Multibyte strings, various problems with the lack thereof

mivanov93 commented 9 years ago

I was looking at the code and found that currently the non-mb string functions are being used: ex:

Aura\Filter\Rule\Sanitize\Strlen

if (strlen($value) < $len) {
     $subject->$field = str_pad($value, $len, $pad_string, $pad_type);
}
if (strlen($value) > $len) {
     $subject->$field = substr($value, 0, $len);
}

Here we have strlen, substr and str_pad which are non-mb safe. Which will result in various problems:

Ex. take a cyrillic script string's length - strlen("тесттест") = 16 instead of 8, so our validation will fail if we ask for strings of less than 15 characters.

An even bigger issue will ensue with the substr which may cut a unicode character in half(offtopic: slashing symbols sounds funny though) - we will get a random ascii character.

Shouldn't we instead switch to the mb functions?

mivanov93 commented 9 years ago

Just made some tests and pushed them to my fork repo. So should we add new filters/sanitizers for mb strings or just change the old ones? Strlen vs adding MbStrlen

pmjones commented 9 years ago

I think multibyte support would be good to have. It should probably be supported by default in the existing filters, instead of adding new ones. Questions:

How much attention do we need to pay to mb_internal_encoding() ?
Would it be wise to support a fallback to plain old strlen() etc in case mbstring is not installed?

Thanks for bringing this up.

pmjones commented 9 years ago

I have created a new branch mbstring to work on this.

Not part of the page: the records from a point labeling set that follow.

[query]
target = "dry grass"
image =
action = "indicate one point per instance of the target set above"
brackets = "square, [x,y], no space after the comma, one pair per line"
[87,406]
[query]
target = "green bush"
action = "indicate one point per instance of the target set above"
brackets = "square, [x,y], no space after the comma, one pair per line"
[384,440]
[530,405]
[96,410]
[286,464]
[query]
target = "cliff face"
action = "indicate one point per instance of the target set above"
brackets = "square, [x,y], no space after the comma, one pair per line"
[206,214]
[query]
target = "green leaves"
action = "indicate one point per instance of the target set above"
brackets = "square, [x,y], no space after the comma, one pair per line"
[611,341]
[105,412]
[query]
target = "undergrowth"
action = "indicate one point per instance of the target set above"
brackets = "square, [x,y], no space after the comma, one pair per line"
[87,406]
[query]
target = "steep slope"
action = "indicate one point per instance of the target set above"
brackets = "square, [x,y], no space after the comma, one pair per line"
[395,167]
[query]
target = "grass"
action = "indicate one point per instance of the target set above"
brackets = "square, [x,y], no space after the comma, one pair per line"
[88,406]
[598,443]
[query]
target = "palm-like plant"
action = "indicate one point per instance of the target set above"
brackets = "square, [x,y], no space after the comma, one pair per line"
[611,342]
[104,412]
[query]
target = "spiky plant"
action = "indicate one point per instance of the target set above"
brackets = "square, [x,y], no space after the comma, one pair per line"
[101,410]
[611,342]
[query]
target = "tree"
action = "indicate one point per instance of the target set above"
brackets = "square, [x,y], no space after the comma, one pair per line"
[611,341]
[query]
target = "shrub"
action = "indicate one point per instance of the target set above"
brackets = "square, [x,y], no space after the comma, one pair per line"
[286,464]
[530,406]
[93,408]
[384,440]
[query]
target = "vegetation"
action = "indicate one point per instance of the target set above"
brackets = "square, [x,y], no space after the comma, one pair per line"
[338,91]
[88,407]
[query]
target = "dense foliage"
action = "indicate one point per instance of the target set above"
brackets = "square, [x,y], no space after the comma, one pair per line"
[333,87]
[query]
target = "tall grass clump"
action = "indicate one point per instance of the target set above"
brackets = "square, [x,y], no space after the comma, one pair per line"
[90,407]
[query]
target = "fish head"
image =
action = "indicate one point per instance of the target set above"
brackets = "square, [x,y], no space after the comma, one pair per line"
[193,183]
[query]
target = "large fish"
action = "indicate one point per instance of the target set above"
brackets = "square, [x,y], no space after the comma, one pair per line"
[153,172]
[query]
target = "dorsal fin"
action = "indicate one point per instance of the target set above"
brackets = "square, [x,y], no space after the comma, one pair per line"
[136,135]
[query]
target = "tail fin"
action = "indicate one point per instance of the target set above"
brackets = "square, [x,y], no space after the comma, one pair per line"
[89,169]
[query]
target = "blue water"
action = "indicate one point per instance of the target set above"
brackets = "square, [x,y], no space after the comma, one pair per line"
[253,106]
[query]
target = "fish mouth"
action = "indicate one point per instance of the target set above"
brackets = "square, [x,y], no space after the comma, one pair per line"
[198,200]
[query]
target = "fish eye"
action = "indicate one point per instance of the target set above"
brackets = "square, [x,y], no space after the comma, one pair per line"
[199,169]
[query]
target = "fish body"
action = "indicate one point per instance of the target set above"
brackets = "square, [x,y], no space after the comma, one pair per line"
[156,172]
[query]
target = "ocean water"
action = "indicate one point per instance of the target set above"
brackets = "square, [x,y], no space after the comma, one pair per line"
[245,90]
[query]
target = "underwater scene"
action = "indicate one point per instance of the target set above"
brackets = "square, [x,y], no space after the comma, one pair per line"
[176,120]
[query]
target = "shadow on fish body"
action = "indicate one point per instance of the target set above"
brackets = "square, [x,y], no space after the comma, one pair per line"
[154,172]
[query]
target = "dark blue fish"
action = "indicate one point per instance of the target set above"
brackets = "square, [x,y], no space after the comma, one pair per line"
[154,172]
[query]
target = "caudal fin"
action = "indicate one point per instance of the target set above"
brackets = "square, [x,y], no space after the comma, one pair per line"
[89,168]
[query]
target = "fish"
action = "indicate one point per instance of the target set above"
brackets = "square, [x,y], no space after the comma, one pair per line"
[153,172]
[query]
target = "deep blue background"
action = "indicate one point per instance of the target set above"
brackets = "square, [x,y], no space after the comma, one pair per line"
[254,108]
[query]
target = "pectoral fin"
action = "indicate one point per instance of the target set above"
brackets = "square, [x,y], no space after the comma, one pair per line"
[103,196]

If you can base your PR against that new branch, and modify that PR to PSR-2 standards (e.g., brace on the next line for conditionals) and remove the whitespace changes, I can merge it for testing the feature.

pmjones commented 9 years ago

@mivanov93 ^^

pmjones commented 9 years ago

@mivanov93 I became impatient and built a PR from your branch on my own. There were a couple problems, or perhaps non-problems, in the alpha/alnum/etc filters; they are locale-dependent, so they should work as they are in 2.x if you set your locale properly. You can see the ongoing work in the mbstring branch, and in PR #89 .

mivanov93 commented 9 years ago

Hello, as I see it we have two main problems. First the mbstring support, second - the regexes.

The mb support - mb_internalencoding(), the way I see it, it sets the default encoding. Problem is if we don't explicitly set the encoding for our every call, somehow someone might accidentally set the encoding to something else and all the mb functions will treat all strings as if they were encoded like that.

Another thing of interest is the mbstring.func_overload = 7 which by default replaces all the string functions with their multibyte counterparts, but it seems it's a bad practice, so it's rarely used if at all.

Now about the regexes - I found that instead of using simple stuff we need giant regexes like: [^\pL\pM\p{Nd}\p{Nl}\p{Pc}[\p{InEnclosedAlphanumerics}&&\p{So}]] instead of simply w. Perhaps we should define some class to map the ascii regexes codes to their unicode counterparts so we need not repeat such monstrosities throughout the code.

Another thing that gets me confused is that there are mb_ regex functions, yet it seems the normal preg functions work as well. https://stackoverflow.com/questions/1725227/preg-match-and-utf-8-in-php https://stackoverflow.com/questions/1766485/are-the-php-preg-functions-multibyte-safe/ But still we should use a u flag or so. The current implementation of PCRE corresponds approximately with Perl 5.12, including support for UTF-8/16/32 encoded strings and Unicode general category properties. However, UTF-8/16/32 and Unicode support has to be explicitly enabled; it is not the default. So it seems to be version/config dependent as well.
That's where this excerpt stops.